In the end, "The Autopsy" reveals itself to be not just an alien invasion story that explores our insignificance, not just an answer to whether or not a benevolent, malevolent, or non-existent god created and designed humanity, but a reminder; one whose twist has as much to do with its success as any of its provocative visuals.

The Autopsy's true twist is its thesis

There are aspects of humanity — our love for one another, or our willingness to reject our animal instinct to live so that someone else might — that we'd be unable to explain even if we had all the answers. When the alien says, "we must not be understood," it's a front: the desperate wizard telling us not to look behind the curtain. And when Winters subsequently outsmarts the alien, the latter's ominous posturing — and, by extension, our own preoccupation with needing answers — suddenly look silly. 

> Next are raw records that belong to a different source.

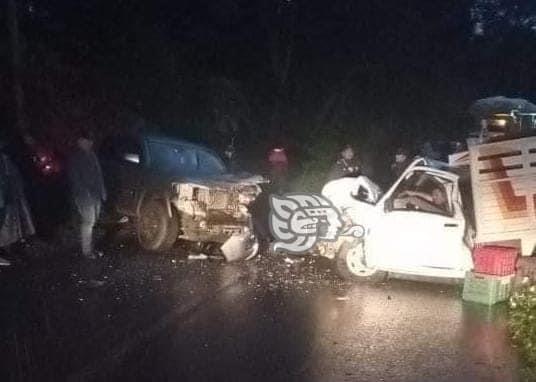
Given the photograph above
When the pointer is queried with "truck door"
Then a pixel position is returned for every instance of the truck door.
(125, 173)
(422, 225)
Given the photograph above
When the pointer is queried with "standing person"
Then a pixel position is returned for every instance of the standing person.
(15, 218)
(346, 165)
(278, 165)
(401, 163)
(230, 158)
(87, 190)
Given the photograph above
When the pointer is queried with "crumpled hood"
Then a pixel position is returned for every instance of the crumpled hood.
(223, 181)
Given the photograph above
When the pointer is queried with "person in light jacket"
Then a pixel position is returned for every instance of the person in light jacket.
(16, 221)
(347, 165)
(87, 190)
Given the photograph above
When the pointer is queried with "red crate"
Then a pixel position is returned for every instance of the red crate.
(495, 260)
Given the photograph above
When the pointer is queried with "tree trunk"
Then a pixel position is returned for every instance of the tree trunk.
(18, 94)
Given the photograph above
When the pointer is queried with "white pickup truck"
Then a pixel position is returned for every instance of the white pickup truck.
(423, 226)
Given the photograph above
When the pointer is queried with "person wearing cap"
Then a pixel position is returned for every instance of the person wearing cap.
(278, 165)
(402, 161)
(16, 221)
(347, 165)
(87, 190)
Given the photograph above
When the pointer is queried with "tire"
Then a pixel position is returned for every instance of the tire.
(349, 263)
(156, 230)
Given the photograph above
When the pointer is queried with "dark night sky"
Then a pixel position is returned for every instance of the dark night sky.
(381, 72)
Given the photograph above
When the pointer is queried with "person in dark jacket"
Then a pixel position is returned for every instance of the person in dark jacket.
(87, 190)
(347, 165)
(16, 221)
(278, 167)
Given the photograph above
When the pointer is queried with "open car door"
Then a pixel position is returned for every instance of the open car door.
(422, 228)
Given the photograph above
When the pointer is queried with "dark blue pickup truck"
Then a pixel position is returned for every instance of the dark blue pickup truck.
(176, 189)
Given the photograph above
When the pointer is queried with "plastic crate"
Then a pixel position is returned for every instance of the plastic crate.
(495, 260)
(486, 289)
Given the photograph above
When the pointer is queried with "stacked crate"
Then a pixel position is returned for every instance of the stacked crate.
(491, 280)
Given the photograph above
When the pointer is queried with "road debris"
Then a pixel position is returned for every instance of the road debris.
(200, 256)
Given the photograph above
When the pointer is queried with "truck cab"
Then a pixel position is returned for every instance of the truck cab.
(417, 227)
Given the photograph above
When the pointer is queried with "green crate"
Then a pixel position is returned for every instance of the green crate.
(486, 289)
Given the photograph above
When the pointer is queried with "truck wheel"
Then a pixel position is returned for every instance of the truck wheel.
(156, 230)
(349, 263)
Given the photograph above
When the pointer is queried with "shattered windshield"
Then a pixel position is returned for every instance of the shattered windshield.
(184, 160)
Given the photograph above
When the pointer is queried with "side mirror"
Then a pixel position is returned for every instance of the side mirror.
(132, 158)
(388, 205)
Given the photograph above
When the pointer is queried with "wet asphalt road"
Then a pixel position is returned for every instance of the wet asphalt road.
(134, 315)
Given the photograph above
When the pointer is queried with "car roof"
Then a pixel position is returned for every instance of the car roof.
(160, 138)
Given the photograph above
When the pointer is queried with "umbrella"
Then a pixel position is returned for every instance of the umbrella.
(487, 107)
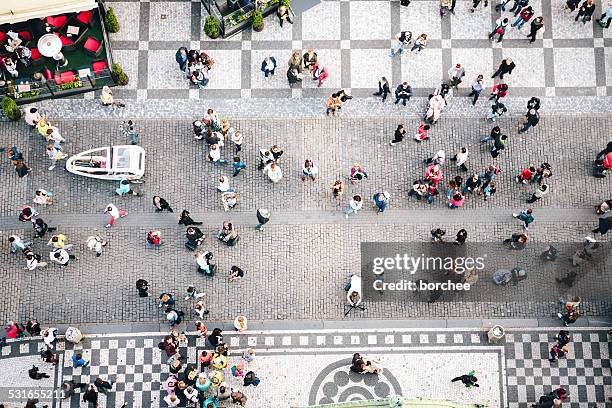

And so, Winters laughs. He may be a man of science, and he may see life, from a physiological standpoint, as wholly unromantic, but in the end, it's a combination of his knowledge of science and his love for his friend that "saves" him. As we travel through Winters' neurons and synapses, it's impossible not to see the distinctly human shapes in the intricate imprints and designs. Yes, they resemble the (potentially) malevolently-designed spider web, but they also resemble cave paintings: those first recordings humanity made as we evolved to question and reflect through art. We may not be the evolution superstars that the alien is, but we possess the ability to live on long after our deaths. 

Thus, Winters was right all along: We are, as he says, "all heading for the same destination" — not heaven or hell or dust but memory. And Winters' remembering that the recorder (a tech-based form of memory) will tell his story is a brilliant means of reiterating the ultimate thesis of "The Autopsy."